Allied's managing director Paul Nelson believes access to the London market could boost its sales by 500 vehicles a year and enable it to create 100 jobs.
Mr Nelson said: "We have just put an offer into Transport for London and the Mayor's office in London. We have offered to loan vehicles and build new cabs if they relax the conditions of fitness."
He added: "We have a vehicle going down for testing next week."
Mr Nelson wants to be allowed to supply Allied's Peugeot E7 taxi – which was revamped earlier this year – to the London licensed trade.
However, the wheelchair-friendly vehicle falls foul of the stipulation that only a taxi that can turn within 25 feet is eligible to be licensed as a black cab.
This matches the space available for cabs to turn outside the Savoy hotel on The Strand. Transport for London has hitherto resisted changing the rules.
Mr Nelson said: "It is not a safety issue, it is a nicety.
"We are a British company. But we cannot sell into our own capital city."
The London taxi market was solely supplied by Manganese Bronze until 2008 but now Mercedes Benz has 40% of sales. Mercedes could be left as the sole supplier if administrators at PricewaterhouseCoopers fail to find a buyer for Manganese Bronze.

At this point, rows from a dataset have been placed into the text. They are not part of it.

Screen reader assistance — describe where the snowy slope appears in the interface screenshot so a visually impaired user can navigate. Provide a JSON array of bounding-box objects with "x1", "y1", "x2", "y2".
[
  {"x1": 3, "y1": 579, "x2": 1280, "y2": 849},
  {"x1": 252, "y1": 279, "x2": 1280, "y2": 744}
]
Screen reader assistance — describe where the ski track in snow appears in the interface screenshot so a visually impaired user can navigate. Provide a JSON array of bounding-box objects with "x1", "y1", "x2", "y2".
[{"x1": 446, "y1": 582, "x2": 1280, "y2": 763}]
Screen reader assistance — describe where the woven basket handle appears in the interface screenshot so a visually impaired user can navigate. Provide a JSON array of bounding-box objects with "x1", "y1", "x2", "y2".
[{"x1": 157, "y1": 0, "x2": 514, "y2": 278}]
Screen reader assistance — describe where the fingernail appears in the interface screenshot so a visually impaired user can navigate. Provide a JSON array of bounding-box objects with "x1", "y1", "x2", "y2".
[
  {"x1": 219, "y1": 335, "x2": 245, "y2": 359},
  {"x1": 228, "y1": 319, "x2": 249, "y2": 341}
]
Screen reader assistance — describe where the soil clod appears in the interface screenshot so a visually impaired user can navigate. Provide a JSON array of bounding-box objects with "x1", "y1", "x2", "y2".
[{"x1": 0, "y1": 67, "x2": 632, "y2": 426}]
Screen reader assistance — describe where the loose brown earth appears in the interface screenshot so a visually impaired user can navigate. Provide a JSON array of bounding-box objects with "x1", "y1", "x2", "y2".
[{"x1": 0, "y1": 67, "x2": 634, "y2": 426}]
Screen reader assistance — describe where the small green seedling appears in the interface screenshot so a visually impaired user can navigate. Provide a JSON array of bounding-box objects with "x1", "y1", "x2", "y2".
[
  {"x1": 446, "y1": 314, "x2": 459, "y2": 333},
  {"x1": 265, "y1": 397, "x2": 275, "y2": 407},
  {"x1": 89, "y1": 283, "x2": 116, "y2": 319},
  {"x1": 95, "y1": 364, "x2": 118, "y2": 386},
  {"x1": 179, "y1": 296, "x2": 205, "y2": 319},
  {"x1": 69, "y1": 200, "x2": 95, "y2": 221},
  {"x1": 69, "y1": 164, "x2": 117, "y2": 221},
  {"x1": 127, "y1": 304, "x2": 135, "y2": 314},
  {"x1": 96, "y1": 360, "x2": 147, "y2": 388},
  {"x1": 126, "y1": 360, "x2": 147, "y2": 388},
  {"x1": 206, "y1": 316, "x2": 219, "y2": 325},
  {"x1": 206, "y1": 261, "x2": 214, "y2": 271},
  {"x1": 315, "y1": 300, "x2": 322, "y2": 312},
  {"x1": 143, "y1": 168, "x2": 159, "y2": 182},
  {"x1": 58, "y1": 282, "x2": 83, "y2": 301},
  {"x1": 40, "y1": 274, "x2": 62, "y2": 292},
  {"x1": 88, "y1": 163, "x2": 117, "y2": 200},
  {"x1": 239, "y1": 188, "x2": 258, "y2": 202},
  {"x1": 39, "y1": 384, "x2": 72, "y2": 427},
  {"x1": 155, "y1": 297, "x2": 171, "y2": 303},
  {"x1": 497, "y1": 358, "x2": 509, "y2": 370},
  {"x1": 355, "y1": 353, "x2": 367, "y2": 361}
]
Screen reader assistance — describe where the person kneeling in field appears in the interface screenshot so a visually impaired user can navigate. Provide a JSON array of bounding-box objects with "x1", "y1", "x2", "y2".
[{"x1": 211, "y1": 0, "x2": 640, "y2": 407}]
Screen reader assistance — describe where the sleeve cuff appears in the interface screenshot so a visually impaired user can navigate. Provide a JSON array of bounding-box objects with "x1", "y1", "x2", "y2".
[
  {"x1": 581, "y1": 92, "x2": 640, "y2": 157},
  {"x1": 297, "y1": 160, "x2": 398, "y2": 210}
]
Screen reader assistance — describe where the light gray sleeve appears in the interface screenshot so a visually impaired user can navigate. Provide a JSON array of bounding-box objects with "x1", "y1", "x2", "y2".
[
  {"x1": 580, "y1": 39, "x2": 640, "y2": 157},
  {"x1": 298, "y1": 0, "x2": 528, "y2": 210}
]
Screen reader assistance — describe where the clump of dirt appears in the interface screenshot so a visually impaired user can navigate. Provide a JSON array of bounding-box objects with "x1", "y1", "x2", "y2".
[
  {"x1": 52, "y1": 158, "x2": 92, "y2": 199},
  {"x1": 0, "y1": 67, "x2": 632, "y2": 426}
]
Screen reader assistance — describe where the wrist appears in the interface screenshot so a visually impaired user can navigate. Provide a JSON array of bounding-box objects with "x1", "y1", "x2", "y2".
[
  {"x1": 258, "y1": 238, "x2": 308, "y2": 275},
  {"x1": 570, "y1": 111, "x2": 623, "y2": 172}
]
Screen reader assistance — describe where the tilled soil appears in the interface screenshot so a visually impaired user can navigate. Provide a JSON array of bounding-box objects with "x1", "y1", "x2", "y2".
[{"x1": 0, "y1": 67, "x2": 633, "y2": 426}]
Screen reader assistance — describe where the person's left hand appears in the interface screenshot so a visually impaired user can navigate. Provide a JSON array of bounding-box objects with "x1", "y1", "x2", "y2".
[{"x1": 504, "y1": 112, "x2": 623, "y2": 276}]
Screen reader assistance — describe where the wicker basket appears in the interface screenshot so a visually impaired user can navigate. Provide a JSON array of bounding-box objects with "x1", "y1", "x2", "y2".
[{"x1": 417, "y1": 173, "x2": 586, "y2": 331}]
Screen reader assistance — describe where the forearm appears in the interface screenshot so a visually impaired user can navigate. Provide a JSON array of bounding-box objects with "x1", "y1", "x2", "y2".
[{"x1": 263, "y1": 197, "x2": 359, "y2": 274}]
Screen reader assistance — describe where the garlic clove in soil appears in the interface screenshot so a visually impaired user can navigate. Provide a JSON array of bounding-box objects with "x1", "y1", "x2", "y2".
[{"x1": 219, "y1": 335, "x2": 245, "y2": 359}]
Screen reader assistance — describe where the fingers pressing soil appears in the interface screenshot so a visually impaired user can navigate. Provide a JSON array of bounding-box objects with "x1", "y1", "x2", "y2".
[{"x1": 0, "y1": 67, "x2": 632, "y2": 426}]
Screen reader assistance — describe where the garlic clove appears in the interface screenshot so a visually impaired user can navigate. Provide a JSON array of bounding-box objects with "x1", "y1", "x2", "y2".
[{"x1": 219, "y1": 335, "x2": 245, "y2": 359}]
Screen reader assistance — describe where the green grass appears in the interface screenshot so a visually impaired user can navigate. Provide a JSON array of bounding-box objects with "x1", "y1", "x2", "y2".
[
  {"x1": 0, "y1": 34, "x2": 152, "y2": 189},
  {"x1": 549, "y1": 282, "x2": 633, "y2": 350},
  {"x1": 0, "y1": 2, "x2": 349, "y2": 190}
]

Licensed Taxi Drivers' Association general secretary Steve McNamara said: "We are concerned there is only one vehicle supplier at the moment and we do not think a monopoly supplier is good for the taxi trade, taxi drivers or for the public."
Manganese Bronze, which had been making cabs since 1948, fell into administration after having to recall 400 TX4 black cabs owing to faulty steering boxes.
This has left drivers struggling to find replacement parts and new vehicles.
Exacerbating the situation is the fact that cabs 15 years old or more were withdrawn from London's streets last year in a clear air campaign.
Part-time taxi drivers many of whom rent cars during the festive season now face long waiting lists.
Allied, which is headquartered in Possil in the north of Glasgow, has already lent 20 taxis to drivers in Edinburgh and Glasgow whose Manganese Bronze vehicles have been taken off the road. Established by ex-mechanic Gerry Facenna and his brother Michael in 1993, it specialises in vehicles for use by disabled people.
Mr Nelson argued wheelchair users in London would welcome more spacious cabs that do not force them to sit sideways.
Mr Nelson believes Allied could take one-quarter of the London taxi market, or some 500 vehicles a year. It currently sells 4500 vehicles annually. This could add another 100 workers to its current 370-strong payroll.
The development comes after what Mr Nelson described as a "solid" last financial year. Accounts for the year to April 30, 2012, show turnover rose 6.8% to £65.7 million. Pre-tax earnings were up 2.3% at £744,000.
A Transport for London spokesman said: "Allied Vehicles have formally applied to licence one of its vehicles from elsewhere in the UK as a London taxi.
"We are progressing this application, which will include a rigorous inspection to ensure the vehicle meets all the licensing requirements of a London taxi.
"The inspection process will begin later this month."